Hansel and Gretel

Mike Kenny, music by Beccy Owen and Adam Kent
Northumberland Theatre Company
Arts Centre Washington and touring
(2011)

Hansel and Gretel, Northumberland

Probably the best way to see this production is, as I did, in an audience mainly made up of very young primary school children. If it can hold their attention for an hour and a half, including interval, then it’s a success.

And a success it is, for they sat totally fascinated throughout—and so did I.
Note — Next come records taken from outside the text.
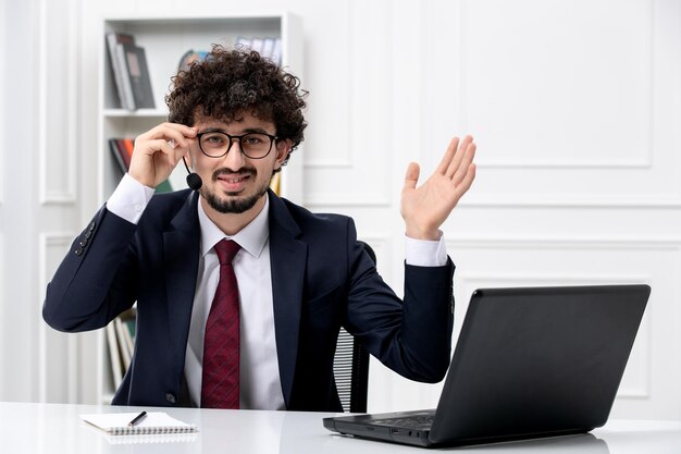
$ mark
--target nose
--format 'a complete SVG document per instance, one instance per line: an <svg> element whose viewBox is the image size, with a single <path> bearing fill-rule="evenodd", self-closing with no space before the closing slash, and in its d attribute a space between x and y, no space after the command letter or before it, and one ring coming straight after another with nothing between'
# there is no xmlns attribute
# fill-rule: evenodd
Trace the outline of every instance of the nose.
<svg viewBox="0 0 681 454"><path fill-rule="evenodd" d="M223 163L227 169L235 172L244 167L244 154L242 152L242 144L238 137L232 138L232 146L224 156Z"/></svg>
It begins with us meeting a family—Hansel (Louis Roberts), Gretel (Rachel Gay), Father (Mervyn Dickinson) and Mother (Justine Adams)—who are very hungry. It’s been a bad year and now it’s winter. They’ve no food, just one small bag of flour left, and no money to buy any because no one in the surrounding villages can afford to buy the wood that woodcutter father has to sell. What are they to do? How can they survive?
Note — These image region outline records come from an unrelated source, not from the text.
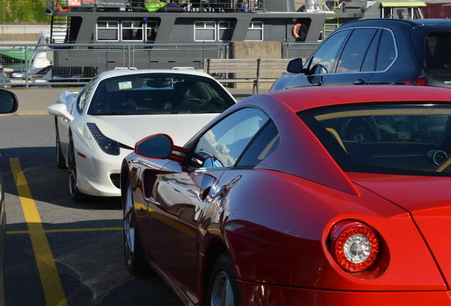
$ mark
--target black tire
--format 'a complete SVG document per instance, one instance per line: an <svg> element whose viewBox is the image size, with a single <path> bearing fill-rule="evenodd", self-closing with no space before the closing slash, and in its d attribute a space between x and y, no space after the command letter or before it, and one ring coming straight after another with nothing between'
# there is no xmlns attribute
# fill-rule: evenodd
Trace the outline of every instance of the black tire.
<svg viewBox="0 0 451 306"><path fill-rule="evenodd" d="M226 278L226 279L225 279L225 278ZM233 300L231 301L233 302L232 305L234 306L241 306L243 302L238 289L235 269L233 268L233 263L228 254L224 253L220 256L215 262L210 275L208 289L207 290L206 300L206 305L207 306L229 305L223 301L222 301L222 302L224 304L221 303L221 298L224 297L224 295L227 295L227 290L224 290L223 288L221 288L221 285L227 286L227 280L228 280L230 285L228 288L232 289L232 293L233 293ZM224 298L226 298L224 297ZM230 301L228 302L230 302Z"/></svg>
<svg viewBox="0 0 451 306"><path fill-rule="evenodd" d="M56 131L56 157L57 157L57 166L60 169L67 169L66 166L66 160L65 159L65 156L62 154L62 151L61 150L61 145L60 144L60 132L58 131L58 123L57 122L57 118L55 117L55 129Z"/></svg>
<svg viewBox="0 0 451 306"><path fill-rule="evenodd" d="M126 183L123 193L121 198L123 208L123 246L126 266L133 276L147 276L150 274L151 269L145 261L143 251L135 214L133 195L128 181Z"/></svg>
<svg viewBox="0 0 451 306"><path fill-rule="evenodd" d="M69 135L69 154L67 154L67 167L69 172L69 193L70 197L75 202L84 202L87 196L82 193L77 187L77 166L75 164L75 154L74 152L74 142L72 134Z"/></svg>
Playwright Mike Kenny loves telling stories, particularly scary ones, and children love hearing them because, no matter how scary they might be, if they are told in “the most comfy place possible” by “the person who loved you most”, they can face “the worst they can imagine”.
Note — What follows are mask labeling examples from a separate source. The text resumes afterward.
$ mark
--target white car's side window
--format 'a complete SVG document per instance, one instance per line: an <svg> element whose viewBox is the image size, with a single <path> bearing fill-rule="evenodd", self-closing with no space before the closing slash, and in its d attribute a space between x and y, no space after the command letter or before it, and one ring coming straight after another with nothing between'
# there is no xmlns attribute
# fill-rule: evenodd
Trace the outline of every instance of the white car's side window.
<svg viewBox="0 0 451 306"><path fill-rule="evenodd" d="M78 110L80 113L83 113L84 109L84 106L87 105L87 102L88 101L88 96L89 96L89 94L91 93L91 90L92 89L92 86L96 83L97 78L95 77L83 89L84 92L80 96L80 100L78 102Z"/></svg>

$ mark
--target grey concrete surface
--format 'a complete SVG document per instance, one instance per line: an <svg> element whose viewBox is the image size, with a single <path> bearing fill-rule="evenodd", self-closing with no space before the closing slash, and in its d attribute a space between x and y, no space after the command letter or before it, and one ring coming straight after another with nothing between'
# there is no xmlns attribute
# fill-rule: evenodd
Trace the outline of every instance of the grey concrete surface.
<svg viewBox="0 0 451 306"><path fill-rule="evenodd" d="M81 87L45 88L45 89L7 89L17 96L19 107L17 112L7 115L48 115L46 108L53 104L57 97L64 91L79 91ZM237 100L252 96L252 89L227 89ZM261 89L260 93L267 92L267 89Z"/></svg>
So that’s what he does: he has the family swap the storytelling between them as they all act it out, so the children in the audience know that really it’s alright because it is just a story and they can be scared and reassured at the same time.

It’s all there: mother and father abandoning Hansel and Gretel in the depths of the wood, being saved the first time by the trail of pebbles Hansel leaves and then the second time, forced to use breadcrumbs which are eaten by the birds, wandering until they come across the gingerbread house where the evil witch fattens up Hansel so she can eat him. But they destroy the witch and all her spells are undone so they are able to return home safely.

The family dynamics are spot-on. Hansel, who begins the story, may be the oldest and the boy but it is the youngest and the girl, Gretel, who finishes it and creates the happy ending.

The performances are beautifully pitched: characterisation tends towards the child’s storybook, there is some effective mime in the treks through the wood, and simple puppetry gives us a little mouse, birds and the scary wild animals in the forest. Dickinson and Adams also play the Mouse which the Witch makes large and the Witch herself as well as operating most of the puppets. The songs, too, are appropriate to the audience and add to the performance rather than interrupting it or slowing it down.

This is the first show I’ve seen this Christmas, panto or otherwise, about which I have no reservations!

“Hansel and Gretel” runs at Arts Centre Washington until 17th December and then tours until 28th January, 2012.